Does anyone here have any opinions about the North American Arms .32APC they'd like to share? 

The caliber is a bit small, but it looks like a neat little gun. I don't know if its neat enough to stir up the War Department (Mrs.) though...:smt083


----------



## gilfo (Dec 5, 2007)

Never actualy shot one, but after handling it's a pretty heavy gun. I have a KelTec P32. You might want to look into. I have never had a problem with it, but you must beware of rimlock, it's for real.


----------



## benzuncle (Aug 29, 2007)

kev, my first carry gun was an NAA Guardian 380. I chose the 380 caliber after a lot of research.

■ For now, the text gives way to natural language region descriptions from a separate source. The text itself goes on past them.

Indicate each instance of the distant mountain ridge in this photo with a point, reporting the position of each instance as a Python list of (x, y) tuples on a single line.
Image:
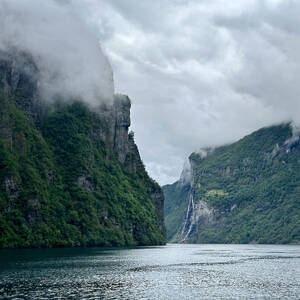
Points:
[(70, 175), (246, 192)]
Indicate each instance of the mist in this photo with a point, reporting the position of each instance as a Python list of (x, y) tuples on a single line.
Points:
[(64, 45)]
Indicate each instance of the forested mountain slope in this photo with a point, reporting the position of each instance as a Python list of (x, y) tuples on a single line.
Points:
[(70, 175), (246, 192)]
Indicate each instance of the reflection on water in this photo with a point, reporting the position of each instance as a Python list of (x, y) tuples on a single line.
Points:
[(168, 272)]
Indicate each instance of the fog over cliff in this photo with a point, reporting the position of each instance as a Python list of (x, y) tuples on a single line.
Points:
[(202, 73), (65, 47), (199, 73)]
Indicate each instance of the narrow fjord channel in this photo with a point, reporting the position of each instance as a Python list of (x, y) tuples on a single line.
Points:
[(175, 271)]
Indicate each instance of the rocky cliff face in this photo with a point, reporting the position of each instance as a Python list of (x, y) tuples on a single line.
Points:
[(246, 192), (70, 169)]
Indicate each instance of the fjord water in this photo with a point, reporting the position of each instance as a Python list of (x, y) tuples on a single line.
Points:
[(164, 272)]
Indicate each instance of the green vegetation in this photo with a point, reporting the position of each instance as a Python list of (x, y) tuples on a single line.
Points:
[(253, 186), (61, 186)]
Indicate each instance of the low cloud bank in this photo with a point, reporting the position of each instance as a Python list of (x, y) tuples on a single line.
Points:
[(64, 46)]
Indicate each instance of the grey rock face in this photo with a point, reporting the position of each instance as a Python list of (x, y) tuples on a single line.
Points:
[(19, 77)]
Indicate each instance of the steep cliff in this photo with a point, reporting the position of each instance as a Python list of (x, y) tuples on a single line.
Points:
[(246, 192), (70, 175)]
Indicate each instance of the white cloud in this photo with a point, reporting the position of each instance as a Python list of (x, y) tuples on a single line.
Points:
[(65, 46), (199, 73)]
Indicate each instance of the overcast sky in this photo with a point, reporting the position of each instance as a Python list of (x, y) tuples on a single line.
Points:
[(200, 73)]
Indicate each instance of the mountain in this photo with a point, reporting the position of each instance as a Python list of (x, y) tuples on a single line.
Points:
[(246, 192), (70, 175)]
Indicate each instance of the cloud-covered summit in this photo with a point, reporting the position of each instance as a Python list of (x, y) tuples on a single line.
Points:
[(202, 73), (64, 44), (199, 73)]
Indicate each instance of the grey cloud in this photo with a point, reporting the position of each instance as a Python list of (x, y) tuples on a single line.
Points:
[(65, 47), (199, 73), (203, 73)]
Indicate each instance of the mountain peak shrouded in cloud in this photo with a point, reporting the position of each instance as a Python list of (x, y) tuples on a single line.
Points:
[(63, 44), (199, 73), (202, 73)]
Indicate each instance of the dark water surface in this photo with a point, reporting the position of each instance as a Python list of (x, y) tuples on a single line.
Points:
[(167, 272)]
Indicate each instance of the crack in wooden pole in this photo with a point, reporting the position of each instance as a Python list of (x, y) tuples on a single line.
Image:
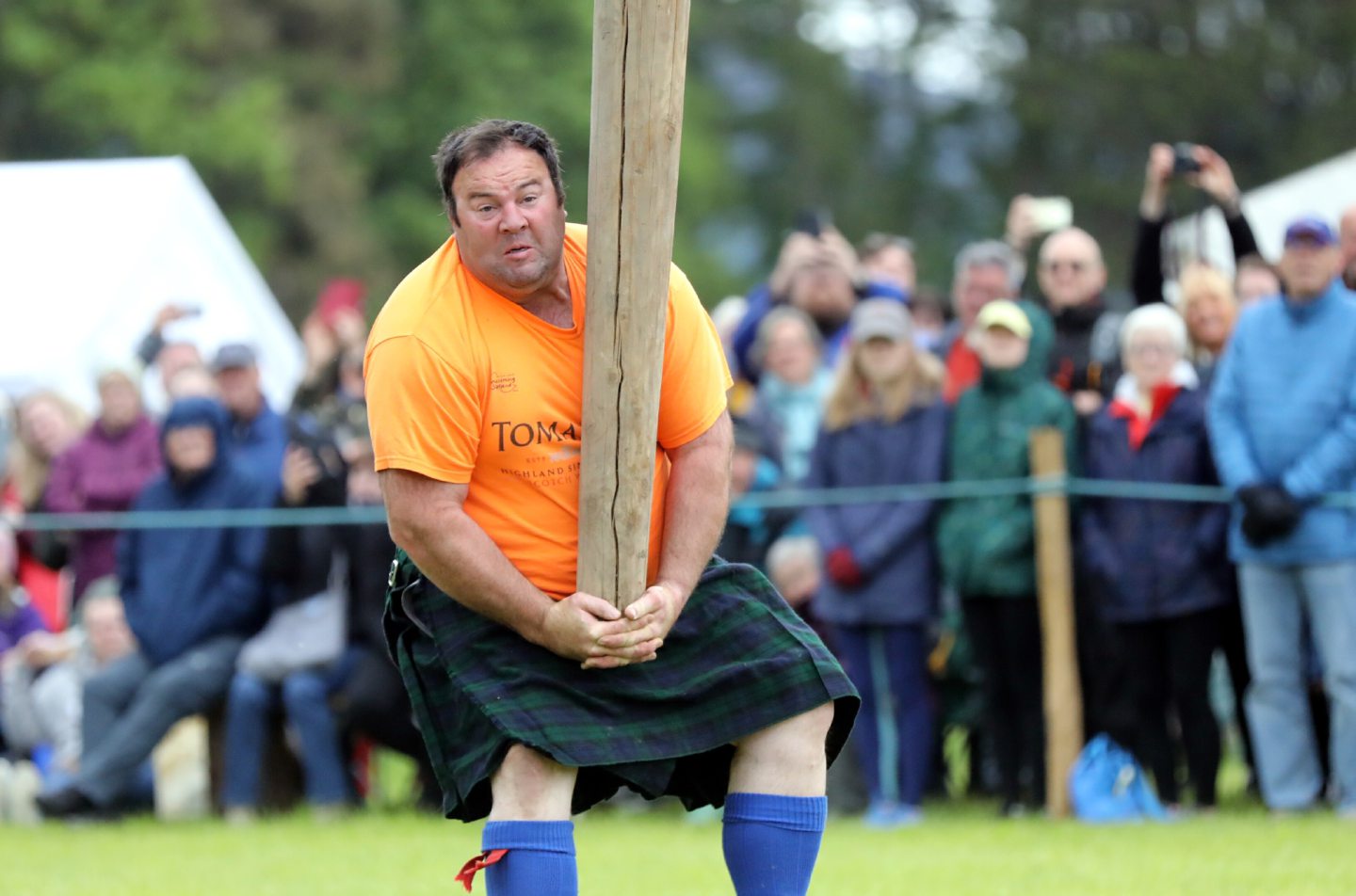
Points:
[(638, 70)]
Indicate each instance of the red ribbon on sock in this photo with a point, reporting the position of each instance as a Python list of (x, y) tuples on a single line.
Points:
[(468, 872)]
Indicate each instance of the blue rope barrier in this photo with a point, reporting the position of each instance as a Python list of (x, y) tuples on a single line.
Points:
[(791, 498)]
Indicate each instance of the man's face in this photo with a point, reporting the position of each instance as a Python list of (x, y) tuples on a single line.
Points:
[(976, 288), (1001, 348), (120, 404), (1072, 271), (1307, 267), (190, 449), (893, 264), (510, 225), (239, 388), (107, 631), (825, 293)]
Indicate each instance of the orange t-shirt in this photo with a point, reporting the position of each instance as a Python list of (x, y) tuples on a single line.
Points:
[(467, 387)]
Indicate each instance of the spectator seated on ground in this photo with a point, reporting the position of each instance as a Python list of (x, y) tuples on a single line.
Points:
[(373, 702), (18, 618), (191, 597), (42, 680), (299, 566)]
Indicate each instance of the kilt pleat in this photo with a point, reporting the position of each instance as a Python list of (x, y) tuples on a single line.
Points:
[(736, 661)]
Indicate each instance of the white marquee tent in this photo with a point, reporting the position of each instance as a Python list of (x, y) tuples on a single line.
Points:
[(89, 251), (1327, 190)]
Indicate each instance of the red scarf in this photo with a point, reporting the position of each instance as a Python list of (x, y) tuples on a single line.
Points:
[(1139, 425), (963, 370)]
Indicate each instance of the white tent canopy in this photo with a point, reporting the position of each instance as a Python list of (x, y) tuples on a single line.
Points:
[(1327, 190), (92, 249)]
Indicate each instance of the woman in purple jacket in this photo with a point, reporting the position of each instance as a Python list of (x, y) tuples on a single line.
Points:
[(105, 471), (884, 425), (1161, 566)]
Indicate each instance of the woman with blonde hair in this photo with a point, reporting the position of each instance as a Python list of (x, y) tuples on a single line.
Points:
[(1210, 310), (46, 424), (884, 424)]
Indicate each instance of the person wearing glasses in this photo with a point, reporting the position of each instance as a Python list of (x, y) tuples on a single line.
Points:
[(1073, 278), (1283, 427), (1159, 568)]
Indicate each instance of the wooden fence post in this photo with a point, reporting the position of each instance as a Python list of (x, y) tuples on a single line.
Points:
[(1059, 652), (638, 70)]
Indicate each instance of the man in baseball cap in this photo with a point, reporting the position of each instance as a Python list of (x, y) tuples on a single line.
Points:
[(1281, 418)]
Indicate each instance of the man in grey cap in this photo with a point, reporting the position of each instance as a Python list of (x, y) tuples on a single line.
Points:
[(258, 437)]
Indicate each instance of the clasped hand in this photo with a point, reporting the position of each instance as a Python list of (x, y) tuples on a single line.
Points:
[(589, 629)]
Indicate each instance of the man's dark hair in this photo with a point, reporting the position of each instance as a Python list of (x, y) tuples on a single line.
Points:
[(481, 140)]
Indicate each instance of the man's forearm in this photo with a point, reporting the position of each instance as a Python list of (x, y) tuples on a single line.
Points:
[(696, 504), (459, 557)]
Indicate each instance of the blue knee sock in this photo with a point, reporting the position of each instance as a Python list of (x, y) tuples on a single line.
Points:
[(540, 858), (772, 842)]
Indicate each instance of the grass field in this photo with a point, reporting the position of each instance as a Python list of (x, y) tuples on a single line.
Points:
[(960, 849)]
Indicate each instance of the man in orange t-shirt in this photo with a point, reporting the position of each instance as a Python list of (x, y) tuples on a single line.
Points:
[(475, 372)]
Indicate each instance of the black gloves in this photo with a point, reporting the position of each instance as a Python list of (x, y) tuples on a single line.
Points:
[(1269, 513)]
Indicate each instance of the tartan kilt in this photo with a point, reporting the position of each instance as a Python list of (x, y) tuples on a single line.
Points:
[(736, 661)]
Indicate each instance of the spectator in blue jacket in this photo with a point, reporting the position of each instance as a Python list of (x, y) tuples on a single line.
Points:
[(1283, 425), (791, 394), (191, 595), (820, 274), (256, 438), (884, 425), (1159, 567)]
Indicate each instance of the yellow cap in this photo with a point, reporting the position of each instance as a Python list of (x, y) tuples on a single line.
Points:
[(1007, 314)]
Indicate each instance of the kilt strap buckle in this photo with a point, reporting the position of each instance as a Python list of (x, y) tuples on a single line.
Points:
[(468, 872)]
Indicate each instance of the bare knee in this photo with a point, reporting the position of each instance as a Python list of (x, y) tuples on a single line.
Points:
[(530, 787), (786, 758)]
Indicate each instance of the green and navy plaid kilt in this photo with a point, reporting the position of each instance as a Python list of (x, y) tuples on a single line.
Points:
[(738, 661)]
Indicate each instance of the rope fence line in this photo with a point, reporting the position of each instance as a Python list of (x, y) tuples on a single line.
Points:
[(1073, 487)]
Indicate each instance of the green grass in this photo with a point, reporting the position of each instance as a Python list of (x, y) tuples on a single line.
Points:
[(959, 849)]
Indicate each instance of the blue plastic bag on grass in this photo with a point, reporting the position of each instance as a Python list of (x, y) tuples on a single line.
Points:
[(1106, 785)]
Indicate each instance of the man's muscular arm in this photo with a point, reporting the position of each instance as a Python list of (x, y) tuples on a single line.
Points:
[(428, 520), (696, 504)]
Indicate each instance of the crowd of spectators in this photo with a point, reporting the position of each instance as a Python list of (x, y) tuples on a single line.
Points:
[(108, 639), (1192, 376), (850, 373)]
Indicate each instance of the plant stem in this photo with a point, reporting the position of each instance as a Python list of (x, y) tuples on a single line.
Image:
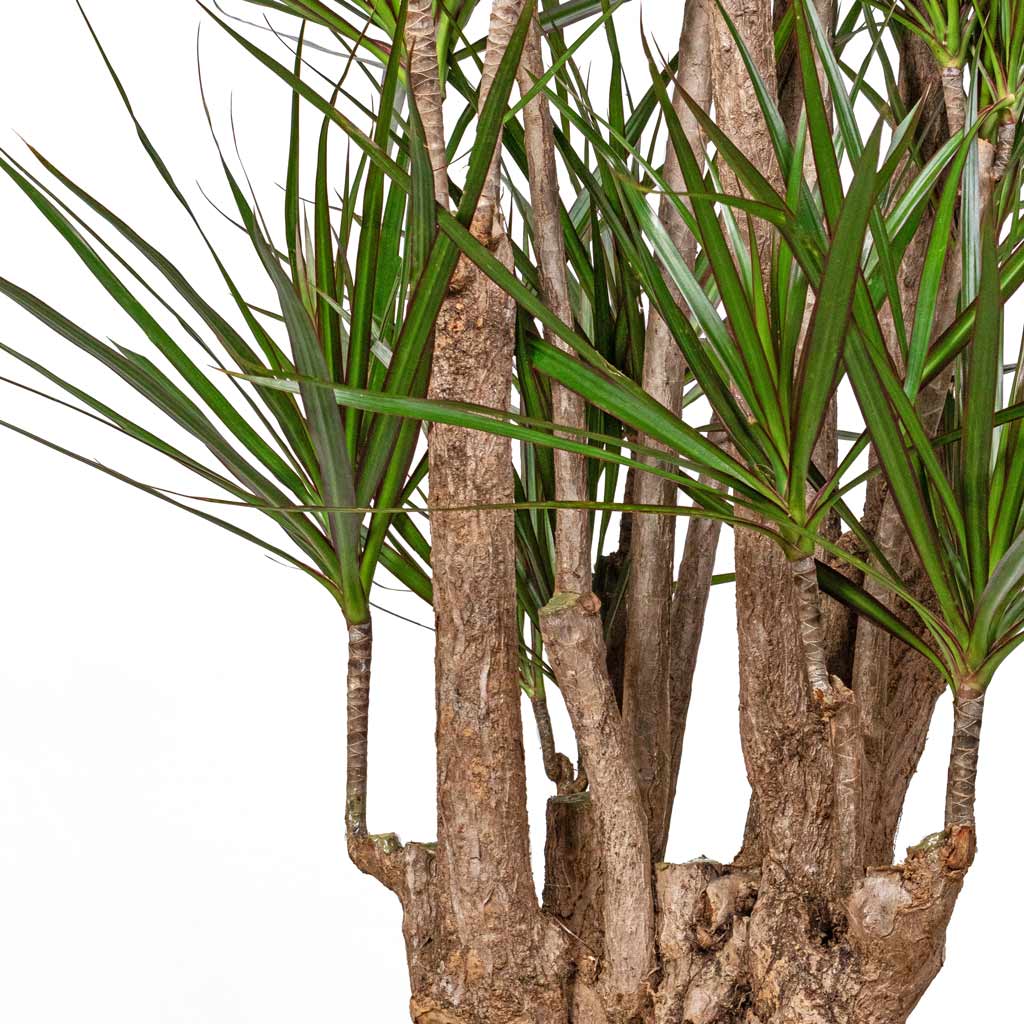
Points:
[(359, 654), (962, 782)]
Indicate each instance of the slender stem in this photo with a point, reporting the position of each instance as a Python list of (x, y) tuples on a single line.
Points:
[(1004, 148), (647, 699), (504, 17), (811, 631), (571, 626), (557, 767), (572, 555), (952, 91), (359, 654), (421, 42), (962, 781)]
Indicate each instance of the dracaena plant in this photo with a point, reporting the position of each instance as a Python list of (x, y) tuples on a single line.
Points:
[(342, 306), (616, 264)]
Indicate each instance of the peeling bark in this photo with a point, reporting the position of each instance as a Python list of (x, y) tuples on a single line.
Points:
[(962, 785), (647, 704), (421, 43), (571, 627), (359, 652)]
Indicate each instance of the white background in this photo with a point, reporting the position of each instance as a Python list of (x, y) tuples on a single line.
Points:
[(171, 701)]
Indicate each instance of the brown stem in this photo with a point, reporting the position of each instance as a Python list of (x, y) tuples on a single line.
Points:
[(572, 561), (421, 42), (504, 17), (811, 632), (557, 767), (571, 627), (647, 693), (359, 653), (1005, 138), (962, 781), (848, 760), (952, 91), (689, 603)]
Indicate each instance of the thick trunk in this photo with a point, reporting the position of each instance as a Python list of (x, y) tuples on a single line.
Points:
[(647, 707), (798, 930), (961, 787), (572, 633)]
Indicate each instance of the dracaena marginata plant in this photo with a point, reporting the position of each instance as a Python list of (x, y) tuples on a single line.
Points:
[(674, 299)]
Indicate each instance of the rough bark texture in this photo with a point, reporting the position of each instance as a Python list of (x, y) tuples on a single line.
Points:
[(423, 78), (897, 689), (962, 784), (359, 653), (799, 929), (486, 914), (647, 705), (572, 634)]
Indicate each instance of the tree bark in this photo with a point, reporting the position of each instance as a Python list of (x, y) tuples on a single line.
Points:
[(647, 702), (571, 627), (359, 653)]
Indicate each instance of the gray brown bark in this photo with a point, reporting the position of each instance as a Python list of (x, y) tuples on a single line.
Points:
[(647, 704), (572, 634), (962, 785), (359, 653), (421, 44)]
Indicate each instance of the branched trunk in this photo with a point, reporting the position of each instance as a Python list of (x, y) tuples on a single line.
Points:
[(689, 603), (572, 634), (647, 701), (1006, 136)]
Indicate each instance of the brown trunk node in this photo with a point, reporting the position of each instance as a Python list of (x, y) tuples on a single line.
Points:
[(796, 931), (571, 627), (421, 44), (962, 785), (359, 653), (648, 707)]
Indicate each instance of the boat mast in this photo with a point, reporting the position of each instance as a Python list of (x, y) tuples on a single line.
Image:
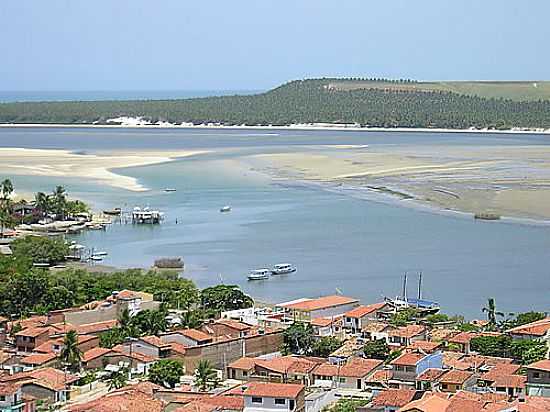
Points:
[(420, 285)]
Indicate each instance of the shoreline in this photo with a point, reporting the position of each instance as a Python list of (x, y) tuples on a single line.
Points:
[(298, 127)]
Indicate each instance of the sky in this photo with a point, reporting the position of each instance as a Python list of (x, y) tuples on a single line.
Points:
[(259, 44)]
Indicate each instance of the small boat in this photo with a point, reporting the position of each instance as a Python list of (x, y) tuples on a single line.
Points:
[(113, 212), (259, 274), (283, 268)]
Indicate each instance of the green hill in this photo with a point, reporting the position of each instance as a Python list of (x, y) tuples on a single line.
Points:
[(385, 104), (513, 90)]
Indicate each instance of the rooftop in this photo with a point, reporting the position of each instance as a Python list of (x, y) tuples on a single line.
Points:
[(364, 310), (324, 302), (270, 390), (394, 397)]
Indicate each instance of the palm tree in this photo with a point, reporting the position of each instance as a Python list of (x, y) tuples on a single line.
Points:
[(42, 203), (492, 313), (205, 375), (60, 201), (71, 353), (118, 379)]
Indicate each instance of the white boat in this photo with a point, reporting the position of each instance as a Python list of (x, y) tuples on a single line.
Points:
[(259, 274), (283, 268)]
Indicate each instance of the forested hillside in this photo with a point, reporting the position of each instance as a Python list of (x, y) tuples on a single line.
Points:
[(307, 101)]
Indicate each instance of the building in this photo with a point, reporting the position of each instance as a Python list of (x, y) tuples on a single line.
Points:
[(354, 374), (538, 378), (324, 307), (455, 380), (408, 366), (355, 319), (272, 397)]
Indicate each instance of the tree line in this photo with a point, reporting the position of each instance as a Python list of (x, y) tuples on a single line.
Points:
[(301, 101)]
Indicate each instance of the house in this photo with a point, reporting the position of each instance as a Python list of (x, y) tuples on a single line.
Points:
[(286, 369), (539, 329), (11, 397), (47, 384), (454, 380), (272, 397), (538, 378), (151, 346), (226, 327), (324, 307), (391, 400), (356, 318), (409, 365), (327, 327), (424, 346), (353, 374), (187, 337), (241, 369), (511, 385), (377, 331), (429, 379), (26, 340), (95, 358), (406, 335)]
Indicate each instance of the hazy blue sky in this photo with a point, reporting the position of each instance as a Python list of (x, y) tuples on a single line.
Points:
[(256, 44)]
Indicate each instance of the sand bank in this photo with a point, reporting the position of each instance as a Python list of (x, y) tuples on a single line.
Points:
[(507, 180), (95, 166)]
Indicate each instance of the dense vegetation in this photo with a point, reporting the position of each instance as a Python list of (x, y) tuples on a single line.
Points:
[(307, 101)]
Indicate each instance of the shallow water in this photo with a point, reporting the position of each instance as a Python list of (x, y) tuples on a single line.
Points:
[(359, 246)]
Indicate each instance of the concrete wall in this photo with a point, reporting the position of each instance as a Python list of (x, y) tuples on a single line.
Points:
[(223, 353)]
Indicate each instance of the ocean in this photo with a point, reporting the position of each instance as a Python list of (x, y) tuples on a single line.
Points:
[(336, 239)]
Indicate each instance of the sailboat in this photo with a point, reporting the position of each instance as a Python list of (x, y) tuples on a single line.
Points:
[(402, 302)]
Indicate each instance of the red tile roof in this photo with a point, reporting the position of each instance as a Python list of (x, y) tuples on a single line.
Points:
[(430, 375), (96, 327), (394, 397), (195, 335), (154, 341), (243, 363), (509, 381), (543, 365), (269, 390), (408, 359), (407, 331), (38, 358), (355, 368), (456, 377), (538, 328), (94, 353), (364, 310), (324, 302)]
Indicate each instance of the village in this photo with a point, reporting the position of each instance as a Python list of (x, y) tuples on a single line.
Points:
[(266, 359)]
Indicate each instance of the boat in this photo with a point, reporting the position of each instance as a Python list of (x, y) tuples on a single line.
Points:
[(113, 212), (259, 274), (283, 269), (425, 307)]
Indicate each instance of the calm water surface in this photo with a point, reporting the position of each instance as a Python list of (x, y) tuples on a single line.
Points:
[(337, 241)]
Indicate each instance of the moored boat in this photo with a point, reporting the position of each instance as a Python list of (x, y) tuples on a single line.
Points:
[(283, 268), (259, 274)]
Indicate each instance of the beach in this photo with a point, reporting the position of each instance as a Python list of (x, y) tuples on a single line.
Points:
[(97, 166)]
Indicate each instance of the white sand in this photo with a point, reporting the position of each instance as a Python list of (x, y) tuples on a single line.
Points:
[(97, 166)]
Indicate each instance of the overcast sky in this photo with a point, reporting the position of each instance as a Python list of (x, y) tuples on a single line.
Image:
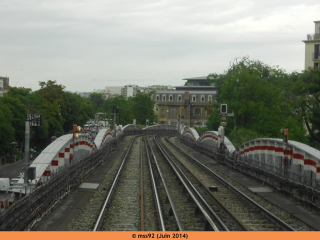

The 380 caliber seems to be the minimum recommended SD round. (I realize that people have been dropped by 22LR, 25acp and 32 also, and, while we're at it, bricks and rocks too. But the 380 ended up my choice.) The Guardian is not the lightest gun in the small gun category. I really didn't give a rat's butt about the weight and after carrying it often during the last 15 months, I haven't changed my mind. I like the all Stainless Steel components and the broader options concerning ammo. I carry 102gr Remington Golden Sabers for SD. I use a DeSantis Nemesis pocket holster for concealment and carry this whenever my clothing won't allow me to carry my other 2 carry pieces. As for quality, NAA makes quality firearms. I initially had thought I wanted a 22 magnum NAA but decided on centerfire ammo for the reliability reasons. Good luck in your research/search. You _will_ let us know, right?


----------



## kev74 (Mar 22, 2008)

A friend of mine is selling it. He's asking $200, which seems like a good enough deal that I should probably pick up even though I didn't know I needed it. :mrgreen:

If he's still got it after the Christmas bills are taken care of, it will be mine. :smt023


----------